Il comprend mon interrogation silencieuse.

— Quelque chose d'autre me canalise désormais. Toi.

Il m'adresse enfin un sourire. Mon ventre papillonne.

— Être près de toi m'apaise. En comparaison avec les démons qui peuplent mon esprit, tu es incroyablement douce, calme et compréhensive. Immensément brave. Tu n'imagines pas combien je me bonifie en ta présence. J'ai déjà l'impression de ne plus rien avoir à voir avec le moi d'il y a un an.

Ses paroles résonnent comme la plus agréable des musiques à mes oreilles.

— Tu aurais dû m'en parler tout de suite, je lui reproche gentiment.

— C'est plus facile à dire qu'à faire. J'ai le sentiment que plus je mets des mots sur ces angoisses, plus elles deviennent réelles.

— Nous devons mettre fin à ces doutes, j'affirme. Comprendre une bonne fois pour toutes ce que tu es.

— Je crains fort que nos recherches ne nous mènent à rien. S'il existait une explication à mon histoire, je l'aurais trouvée, depuis le temps.

Tandis qu'il termine sa tirade, nous plongeant dans le silence, la solution s'impose à moi, comme par magie. Peut-être n'a-t-il pas cherché au bon endroit.

Une seule personne peut m'aider à résoudre ce mystère.
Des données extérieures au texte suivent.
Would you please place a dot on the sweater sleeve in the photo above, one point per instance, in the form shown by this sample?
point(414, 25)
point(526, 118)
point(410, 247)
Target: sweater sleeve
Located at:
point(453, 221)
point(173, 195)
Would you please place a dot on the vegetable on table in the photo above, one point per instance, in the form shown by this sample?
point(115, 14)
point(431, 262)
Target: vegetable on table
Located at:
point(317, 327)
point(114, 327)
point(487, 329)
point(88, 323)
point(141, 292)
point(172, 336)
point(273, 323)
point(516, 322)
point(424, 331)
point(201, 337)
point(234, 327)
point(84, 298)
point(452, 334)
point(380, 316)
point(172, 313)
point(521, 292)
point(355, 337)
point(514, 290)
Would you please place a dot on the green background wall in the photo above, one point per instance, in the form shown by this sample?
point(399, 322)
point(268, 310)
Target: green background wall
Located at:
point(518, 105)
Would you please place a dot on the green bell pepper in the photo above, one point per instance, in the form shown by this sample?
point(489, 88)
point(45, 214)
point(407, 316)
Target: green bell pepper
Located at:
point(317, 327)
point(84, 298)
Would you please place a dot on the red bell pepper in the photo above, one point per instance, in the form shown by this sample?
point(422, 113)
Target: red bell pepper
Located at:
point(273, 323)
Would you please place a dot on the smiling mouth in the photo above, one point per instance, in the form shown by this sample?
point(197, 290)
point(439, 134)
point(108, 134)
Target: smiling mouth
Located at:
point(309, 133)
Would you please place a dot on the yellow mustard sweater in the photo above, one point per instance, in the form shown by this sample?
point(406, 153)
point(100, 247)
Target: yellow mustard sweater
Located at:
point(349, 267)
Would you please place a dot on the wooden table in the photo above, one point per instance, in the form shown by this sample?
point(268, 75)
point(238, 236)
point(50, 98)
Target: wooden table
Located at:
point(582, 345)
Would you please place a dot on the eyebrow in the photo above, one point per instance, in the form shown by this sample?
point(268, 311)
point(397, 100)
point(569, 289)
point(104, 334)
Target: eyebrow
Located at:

Son prénom est inscrit en lettres de feu dans mon esprit et son visage angélique me nargue depuis qu'il m'a donné rendez-vous lors de notre prochaine chasse aux Vampires.

Après avoir pris congé d'Aaron, je m'en vais me coucher. Il est tard. Je me glisse sous mes draps avec bonheur, avec une pensée pour la nuit dernière, lorsque Aaron m'avait portée jusqu'à mon lit et avait pris soin de moi.

Je m'endors sereinement. Mes rêves sont peuplés d'images d'Aaron, de Jake, d'Eden. Mais, après plusieurs heures, tout disparaît soudainement lorsque la sirène du Centre retentit, me réveillant en sursaut.

Je me lève instantanément, bondissant sur mes pieds. Je sais ce que ce son signifie. Ce n'est pas la même alarme que celle qui nous réveille le matin. Celle-là nous informe que nous partons à la chasse.

Et comme pour confirmer mes dires, à peine quelques secondes plus tard, une voix résonne dans les haut-parleurs, finissant de me tirer de ma torpeur.

— Alerte à tous les Chasseurs. Les Vampires que nous traquions ont été aperçus à New York. Tous les effectifs sont requis. Merci de vous préparer pour la mission. Départ dans quinze minutes.

Je me mets en mouvement, regroupant mes affaires. Mais pour la première fois, je ne pense pas une seule seconde aux Vampires, à la peur, à la mort. La seule image occupant mon esprit est celle d'Eden.